Magnus Jackson: Photographer
“The variety of work a photographer, who devotes his time to subjects outside the studio, is called upon to do […] is what no one would believe.”
So said Magnus Jackson in a communication to the Dundee and East of Scotland Photographic Association in 1881. This new exhibition at Perth Museum, of reproductions of his glass plate negatives, certainly bears witness to the wide range of subjects he tackled over a long and illustrious photographic career. From an interior image of Taymouth Castle to the interior of a slaughterhouse, from a ship in Perth harbour to a formal portrait of workers preparing for the agricultural show on South Inch, Jackson’s contribution to the pictorial history of Perthshire is incontestable.
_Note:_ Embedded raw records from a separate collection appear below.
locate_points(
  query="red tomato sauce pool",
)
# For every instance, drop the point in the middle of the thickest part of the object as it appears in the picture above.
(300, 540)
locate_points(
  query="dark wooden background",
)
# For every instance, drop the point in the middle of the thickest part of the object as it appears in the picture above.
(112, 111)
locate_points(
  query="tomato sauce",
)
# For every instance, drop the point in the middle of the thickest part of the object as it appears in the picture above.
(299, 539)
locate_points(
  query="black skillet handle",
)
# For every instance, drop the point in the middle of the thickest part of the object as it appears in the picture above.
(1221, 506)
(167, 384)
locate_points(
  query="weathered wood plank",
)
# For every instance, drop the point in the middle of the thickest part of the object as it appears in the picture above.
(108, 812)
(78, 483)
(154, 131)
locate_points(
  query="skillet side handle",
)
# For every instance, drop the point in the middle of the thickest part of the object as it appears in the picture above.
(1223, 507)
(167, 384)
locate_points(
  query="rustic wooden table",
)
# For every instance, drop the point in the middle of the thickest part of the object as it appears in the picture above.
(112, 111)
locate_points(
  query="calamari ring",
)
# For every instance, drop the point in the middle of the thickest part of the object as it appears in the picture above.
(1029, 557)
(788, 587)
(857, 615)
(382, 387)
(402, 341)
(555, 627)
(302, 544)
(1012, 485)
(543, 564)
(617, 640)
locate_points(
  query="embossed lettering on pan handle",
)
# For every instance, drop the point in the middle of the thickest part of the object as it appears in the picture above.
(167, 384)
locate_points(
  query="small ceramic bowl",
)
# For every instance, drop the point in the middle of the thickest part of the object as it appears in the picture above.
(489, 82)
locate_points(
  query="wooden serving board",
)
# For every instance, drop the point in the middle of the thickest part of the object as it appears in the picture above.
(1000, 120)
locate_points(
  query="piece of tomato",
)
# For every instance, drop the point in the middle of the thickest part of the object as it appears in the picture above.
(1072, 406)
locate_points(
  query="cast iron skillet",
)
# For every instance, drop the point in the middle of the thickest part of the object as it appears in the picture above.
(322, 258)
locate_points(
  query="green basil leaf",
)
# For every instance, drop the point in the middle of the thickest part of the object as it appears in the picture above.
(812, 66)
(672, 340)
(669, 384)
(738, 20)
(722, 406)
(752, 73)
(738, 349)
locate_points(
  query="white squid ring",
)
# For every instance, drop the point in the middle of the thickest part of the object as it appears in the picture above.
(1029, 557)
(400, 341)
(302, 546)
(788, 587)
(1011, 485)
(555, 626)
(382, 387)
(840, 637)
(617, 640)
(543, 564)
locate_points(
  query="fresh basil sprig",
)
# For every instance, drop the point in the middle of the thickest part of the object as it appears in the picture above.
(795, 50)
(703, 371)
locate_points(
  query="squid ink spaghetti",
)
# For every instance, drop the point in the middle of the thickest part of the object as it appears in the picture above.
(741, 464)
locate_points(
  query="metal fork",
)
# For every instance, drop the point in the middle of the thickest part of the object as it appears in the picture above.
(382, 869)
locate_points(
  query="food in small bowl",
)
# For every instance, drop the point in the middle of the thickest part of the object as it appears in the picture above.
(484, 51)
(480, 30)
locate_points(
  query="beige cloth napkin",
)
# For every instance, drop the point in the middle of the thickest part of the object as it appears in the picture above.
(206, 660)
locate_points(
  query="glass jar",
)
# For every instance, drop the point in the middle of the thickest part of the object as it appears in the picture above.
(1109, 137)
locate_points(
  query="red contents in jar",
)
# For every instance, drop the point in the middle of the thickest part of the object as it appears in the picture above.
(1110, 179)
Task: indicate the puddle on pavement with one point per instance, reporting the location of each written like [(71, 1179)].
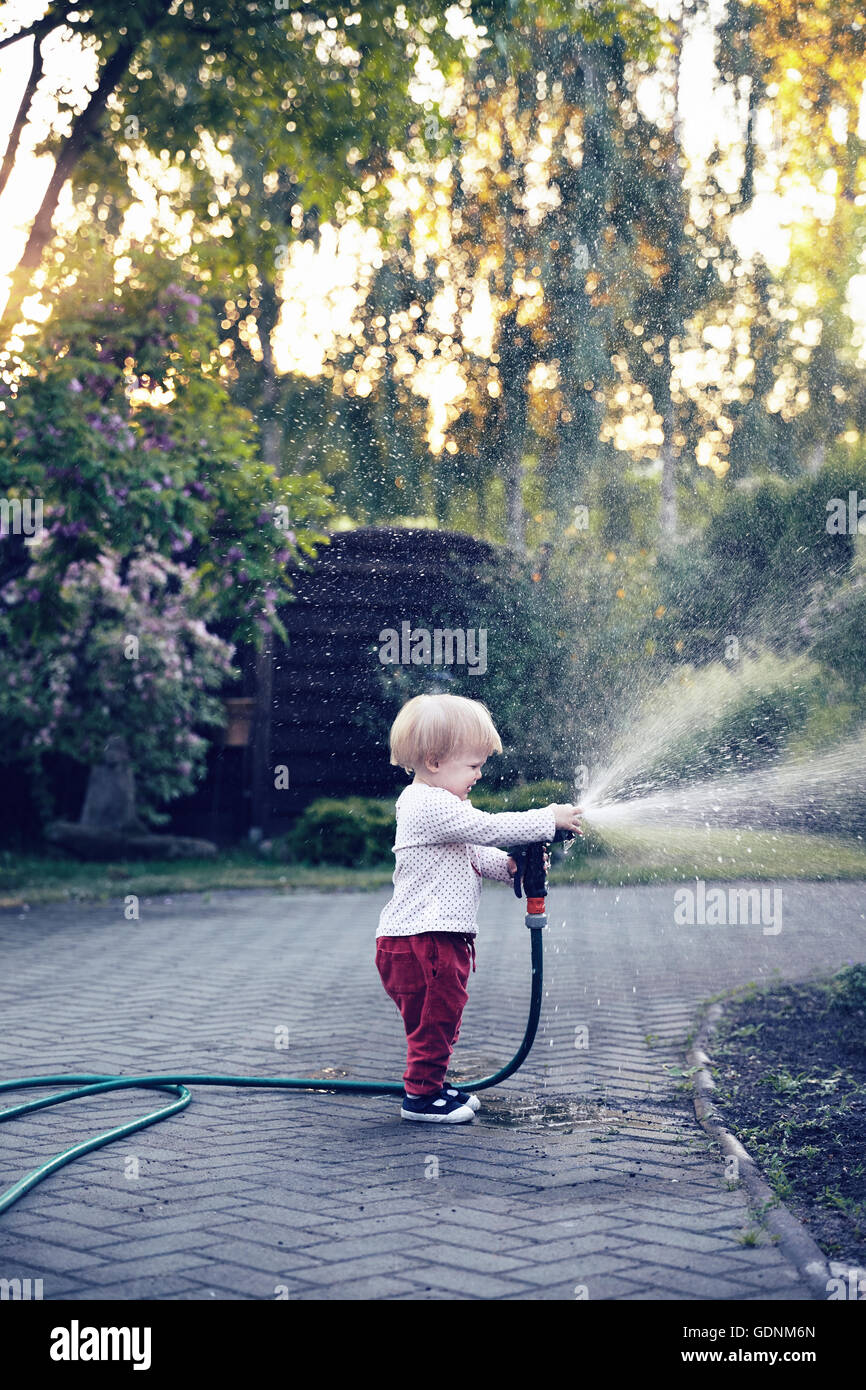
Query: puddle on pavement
[(565, 1115)]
The exhibition consists of ten digitally scanned glass plate negatives mounted on large lightboxes around the room, and a brief history of earlier photographic processes with examples of Daguerreotypes and a calotype of Perthshire artist, Thomas Duncan made by David Octavius Hill. There is an audio-visual exhibit – a projected silhouette of Magnus Jackson coating his plates and talking about the not inconsiderable challenges of wet collodion photography. Finally, there is a small display of work by contemporary artist photographers who have revived the wet collodion process.
With a large collection of Jackson’s work in its archives, why has Perth Museum chosen to exhibit negatives rather than prints? I spoke to the exhibition curator, Paul Adair, and he told me that that he’s attracted to negatives as objects in themselves, and as historical artefacts. He has scanned Jackson’s images before to produce prints, but for this exhibition he scanned the plates right to the edges of the glass to show viewers the irregular margins where chemicals have pooled or shrunk away. It’s an approach which helps to highlight the complex physical process behind creating the images.
The wet collodion process involved Jackson taking not only his camera, but also a heavy mobile darkroom on location, coating a glass plate (often as large as 12” x 10”), fitting the plate into the camera, making the exposure then developing and rinsing the plate on-site before securing it in a zinc box to ‘fix’ later on. This had to happen within a ten-minute time frame and so required meticulous preparation and equipment that, in Jackson’s words, needed to be in ‘first-rate working order.’ The audio-visual exhibit works particularly well in the section devoted to showing how plates were coated with chemicals, and lively anecdotes about the difficulties of photographing show cattle and horses make for entertaining listening.
Seeing negatives – blacks and whites transposed – creates a surreal viewing experience. The image of the slaughterhouse is particularly arresting. With interior light levels low, a longer exposure would have been required than for outdoor photography, so we see movement as ‘ghosting’ around the posed figures of the slaughter men which contrasts starkly with the clarity of the static objects; the butcher’s block, the blood bucket and the carcase of the cow lying on the ground, its wide, black eye transposed to eerie, accusing white.
The contemporary collodion photographers’ work complements the Jackson exhibition well because the images on display are positive images. There are portraits, some imaginatively framed nudes, and landscapes. Each print captures something beautiful and literally unique.
For me, it’s the aberrations – the light flares, streaking and imprecise edges which nudge these modern images into the genre of art. Davie Hunt, one of the contemporary collodion photographers puts it perfectly.
Working with the wet plate takes us into a world where the image can have a life and spirit of its own, a world where time and thought dominate over technology, a world that allows the subject to be truly explored.
For lovers of both photography and history, this exhibition offers a unique perspective.